Bob: How do you make your trading decisions? Mike: First and foremost, I follow my ten rules. Then I look at the top 20 or so stocks that my proprietary software systems identify, out of a universe of 6,000 stocks. I focus most of my attention on three things: a "fundamental score" that my proprietary computer systems assign to each stock, a similarly formulated "technical score," and a detailed analysis of each stock's industry and sector. My fundamental score, which is based on my ten rules and isn't available anywhere else, tells me at a glance how strong or how weak the stock is. My computer algorithms assign a score of 0 to 10 to each of several different analysis criteria for a stock's financial condition, including various growth rates and peer group comparisons. I do a similar type of scoring for technicals, including a score for whether the stock is trading above or below my proprietary trendline, a score for the "Zone" each stock is currently trading in (there are four Zones that range from the highest to the lowest price of the stock for the past three years), a score for the range of average trading volume, a score for the bullishness or bearishness of the stock's sector and industry, and a score for how long the stock has been in a "Buy Signal." Finally, we know that 50% of the movement in a stock is caused by movement in the stock's sector and industry, so my interpretation of these charts is influential in determining my final trading recommendations for my Mastering the Markets readers. Bob: How do you further narrow down the list of potential trades? Mike: Each week I develop an in-depth market forecast in order to develop a trading bias -bullish, bearish or neutral. Then I use a quantitative tool to find the highest-rated stocks and exchange-traded funds that fit my bias. If I'm bullish, I look for opportunities to buy. If I'm bearish, I look to take profits on my current holdings and sell stocks short into rallies. If I'm neutral, I look to take profits when possible and do as little trading as possible. Bob: What is your current market bias? Mike: I am generally bullish between now and mid-November, although I do expect to see a mild correction of 6% to 8% about mid-June. My longer-term forecast is definitely bearish, but that could easily change as time unfolds. I am very concerned about the huge U.S. debt load and the lack of real job growth. Bob: What are the strongest segments right now?

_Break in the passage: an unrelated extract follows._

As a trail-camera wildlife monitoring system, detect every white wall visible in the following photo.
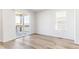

Bob: What are the strongest segments right now? Mike: Healthcare looks strong, especially health insurance. I also like some of the China stocks. Consumer cyclical stocks are showing strong upward technical trends. I like a number of technology stocks and even some of the transportation stocks, especially the ocean-going shippers. Bob: Out of these top segments, what is your favorite stock right now? Mike: China Automotive systems (Nasdaq: CAAS) is one of my favorites, particularly since it is a Chinese company. This automotive firm specializes in automobile and truck parts. China has become one of the world's largest automobile manufacturers and unlike in the United States, where for every car sold, there is just about the same number that are junked, in China the cars are rarely junked. Parts stay in demand for a long time and with the expanding middle class in China, this company could be a big winner for a long time.